America is on the move. Hundreds of thousands of people are packing up boxes, loading U-Hauls, and shipping out of state in an urgent flight towards safety.

They’re being propelled by hostile political forces bearing down on them because of who they are, what they believe, or for their medical needs.

All are displaced within their own country for reasons they did not choose. They are the new generation of America’s internal refugees – and their ranks are growing by the day.

Here, we profile families who have joined America’s swelling class of internal refugees. They represent just five stories among many others which might have been included: librarians fleeing book bans, professors forced out by ideologically-motivated college education boards, and most recently, the thousands of federal employees fired by the Trump administration.

Such is the tide of coerced dislocation, in the land of the free.


The history teacher

John Dube

Moved from New Hampshire to Vermont to escape school censorship

John Dube, who has been a high school history teacher for 35 years. Photograph: John Tully/The Guardian

John Dube, 63, takes great pride in his decades-long public service. He has been a high school history teacher for the past 35 years.

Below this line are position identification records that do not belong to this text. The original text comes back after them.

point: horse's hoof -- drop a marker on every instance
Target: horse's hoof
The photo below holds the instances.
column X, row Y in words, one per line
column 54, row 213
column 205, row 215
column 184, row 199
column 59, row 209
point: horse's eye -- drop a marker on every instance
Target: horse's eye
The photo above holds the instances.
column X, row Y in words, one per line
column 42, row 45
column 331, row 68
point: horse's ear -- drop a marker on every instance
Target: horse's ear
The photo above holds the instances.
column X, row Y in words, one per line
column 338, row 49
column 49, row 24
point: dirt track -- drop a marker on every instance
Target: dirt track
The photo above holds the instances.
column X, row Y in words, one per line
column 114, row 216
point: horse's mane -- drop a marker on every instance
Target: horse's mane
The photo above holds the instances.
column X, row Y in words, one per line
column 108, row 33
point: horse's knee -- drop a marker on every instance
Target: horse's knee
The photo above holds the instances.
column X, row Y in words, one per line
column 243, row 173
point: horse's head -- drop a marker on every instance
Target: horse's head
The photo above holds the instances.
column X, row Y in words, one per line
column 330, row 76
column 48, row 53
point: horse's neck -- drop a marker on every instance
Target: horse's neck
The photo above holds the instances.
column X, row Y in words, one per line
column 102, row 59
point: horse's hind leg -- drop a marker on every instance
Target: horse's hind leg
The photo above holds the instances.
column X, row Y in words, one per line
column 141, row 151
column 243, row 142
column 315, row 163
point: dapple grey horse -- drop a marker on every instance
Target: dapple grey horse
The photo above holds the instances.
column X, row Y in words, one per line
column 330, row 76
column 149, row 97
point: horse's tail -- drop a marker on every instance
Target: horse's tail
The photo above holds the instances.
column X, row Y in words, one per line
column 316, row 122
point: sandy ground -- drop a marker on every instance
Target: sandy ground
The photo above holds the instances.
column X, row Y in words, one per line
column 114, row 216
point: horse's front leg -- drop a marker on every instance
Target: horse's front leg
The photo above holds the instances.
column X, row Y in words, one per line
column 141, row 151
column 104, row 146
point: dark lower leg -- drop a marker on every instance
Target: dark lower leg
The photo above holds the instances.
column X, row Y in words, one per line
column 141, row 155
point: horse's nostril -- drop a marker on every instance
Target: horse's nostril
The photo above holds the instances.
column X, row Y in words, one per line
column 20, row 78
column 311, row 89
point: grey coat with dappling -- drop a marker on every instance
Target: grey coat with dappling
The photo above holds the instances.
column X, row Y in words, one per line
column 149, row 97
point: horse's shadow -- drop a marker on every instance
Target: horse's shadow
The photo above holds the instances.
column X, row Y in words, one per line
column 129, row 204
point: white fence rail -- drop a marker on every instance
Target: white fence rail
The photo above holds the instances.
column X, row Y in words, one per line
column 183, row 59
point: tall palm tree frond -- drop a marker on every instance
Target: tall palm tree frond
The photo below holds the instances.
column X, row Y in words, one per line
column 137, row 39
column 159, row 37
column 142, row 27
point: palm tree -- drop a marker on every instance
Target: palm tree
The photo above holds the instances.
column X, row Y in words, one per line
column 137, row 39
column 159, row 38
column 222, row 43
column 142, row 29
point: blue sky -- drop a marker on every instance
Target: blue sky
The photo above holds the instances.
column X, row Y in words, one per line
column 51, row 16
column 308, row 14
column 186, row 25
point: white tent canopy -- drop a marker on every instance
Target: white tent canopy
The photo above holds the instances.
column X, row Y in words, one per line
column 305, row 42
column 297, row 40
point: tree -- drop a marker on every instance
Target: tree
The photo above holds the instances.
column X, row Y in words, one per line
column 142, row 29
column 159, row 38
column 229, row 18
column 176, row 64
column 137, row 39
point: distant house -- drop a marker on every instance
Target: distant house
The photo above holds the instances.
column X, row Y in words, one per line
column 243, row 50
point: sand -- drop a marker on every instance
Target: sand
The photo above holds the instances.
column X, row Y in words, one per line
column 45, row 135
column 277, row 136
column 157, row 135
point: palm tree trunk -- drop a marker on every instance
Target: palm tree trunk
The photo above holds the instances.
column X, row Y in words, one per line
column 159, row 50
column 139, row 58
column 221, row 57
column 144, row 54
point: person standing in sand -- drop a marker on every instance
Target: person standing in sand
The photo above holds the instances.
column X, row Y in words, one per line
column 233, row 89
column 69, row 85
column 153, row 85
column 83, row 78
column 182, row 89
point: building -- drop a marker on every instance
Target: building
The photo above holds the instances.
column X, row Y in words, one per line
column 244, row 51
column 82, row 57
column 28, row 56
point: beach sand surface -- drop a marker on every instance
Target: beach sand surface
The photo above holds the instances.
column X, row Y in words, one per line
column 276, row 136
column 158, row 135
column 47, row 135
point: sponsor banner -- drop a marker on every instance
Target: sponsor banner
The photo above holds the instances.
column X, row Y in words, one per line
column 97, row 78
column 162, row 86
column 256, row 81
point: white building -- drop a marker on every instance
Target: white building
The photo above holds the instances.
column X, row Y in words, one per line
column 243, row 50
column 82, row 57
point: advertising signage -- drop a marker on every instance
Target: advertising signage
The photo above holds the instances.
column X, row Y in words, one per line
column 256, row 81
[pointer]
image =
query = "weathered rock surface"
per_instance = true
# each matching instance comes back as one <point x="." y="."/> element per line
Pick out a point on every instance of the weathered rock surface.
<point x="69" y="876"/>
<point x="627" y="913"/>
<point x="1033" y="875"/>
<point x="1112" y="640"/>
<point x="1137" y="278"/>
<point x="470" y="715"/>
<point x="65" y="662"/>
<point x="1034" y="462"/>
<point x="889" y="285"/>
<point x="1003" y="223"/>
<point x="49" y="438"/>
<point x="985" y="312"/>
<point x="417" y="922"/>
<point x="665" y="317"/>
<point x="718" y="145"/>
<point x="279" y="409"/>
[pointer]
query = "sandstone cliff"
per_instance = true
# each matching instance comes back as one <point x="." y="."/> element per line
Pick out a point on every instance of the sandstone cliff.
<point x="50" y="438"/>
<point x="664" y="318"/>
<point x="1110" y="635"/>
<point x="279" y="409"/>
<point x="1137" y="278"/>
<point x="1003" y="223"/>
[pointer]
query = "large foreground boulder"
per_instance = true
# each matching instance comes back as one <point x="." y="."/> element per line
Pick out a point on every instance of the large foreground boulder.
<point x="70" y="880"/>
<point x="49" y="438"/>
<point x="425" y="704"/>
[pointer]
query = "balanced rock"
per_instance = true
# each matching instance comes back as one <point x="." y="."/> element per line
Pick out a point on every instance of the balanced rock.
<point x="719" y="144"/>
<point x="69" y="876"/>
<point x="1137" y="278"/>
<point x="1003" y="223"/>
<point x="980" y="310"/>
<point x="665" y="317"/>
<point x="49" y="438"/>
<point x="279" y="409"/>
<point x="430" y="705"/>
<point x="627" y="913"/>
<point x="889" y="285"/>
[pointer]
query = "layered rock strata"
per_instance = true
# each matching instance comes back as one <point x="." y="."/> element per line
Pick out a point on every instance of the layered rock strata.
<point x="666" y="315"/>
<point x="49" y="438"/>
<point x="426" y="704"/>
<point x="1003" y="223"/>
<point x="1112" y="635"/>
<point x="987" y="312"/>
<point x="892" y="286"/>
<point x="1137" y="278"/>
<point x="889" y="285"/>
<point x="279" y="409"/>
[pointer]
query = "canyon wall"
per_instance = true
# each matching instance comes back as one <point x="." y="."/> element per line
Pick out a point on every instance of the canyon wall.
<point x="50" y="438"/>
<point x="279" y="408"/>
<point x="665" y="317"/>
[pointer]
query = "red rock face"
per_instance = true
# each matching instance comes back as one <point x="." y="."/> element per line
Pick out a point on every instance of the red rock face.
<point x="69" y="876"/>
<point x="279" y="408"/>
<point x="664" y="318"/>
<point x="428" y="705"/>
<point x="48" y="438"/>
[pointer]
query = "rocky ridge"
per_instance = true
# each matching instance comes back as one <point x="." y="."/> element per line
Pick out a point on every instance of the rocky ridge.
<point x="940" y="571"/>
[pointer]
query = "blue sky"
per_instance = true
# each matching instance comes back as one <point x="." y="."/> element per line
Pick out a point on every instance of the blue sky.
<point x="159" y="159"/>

“I encourage an inquiry- and evidence-based approach,” he said. “It’s a mantra of mine: if you have an understanding of the past, you can understand a lot about the present.”

That’s the sensibility he infused into his classroom at Timberlane regional high school in Plaistow, New Hampshire, where he taught for more than 30 years. The town is also where he brought up his two children, living what he described as a “normal, some would say boring, suburban life”.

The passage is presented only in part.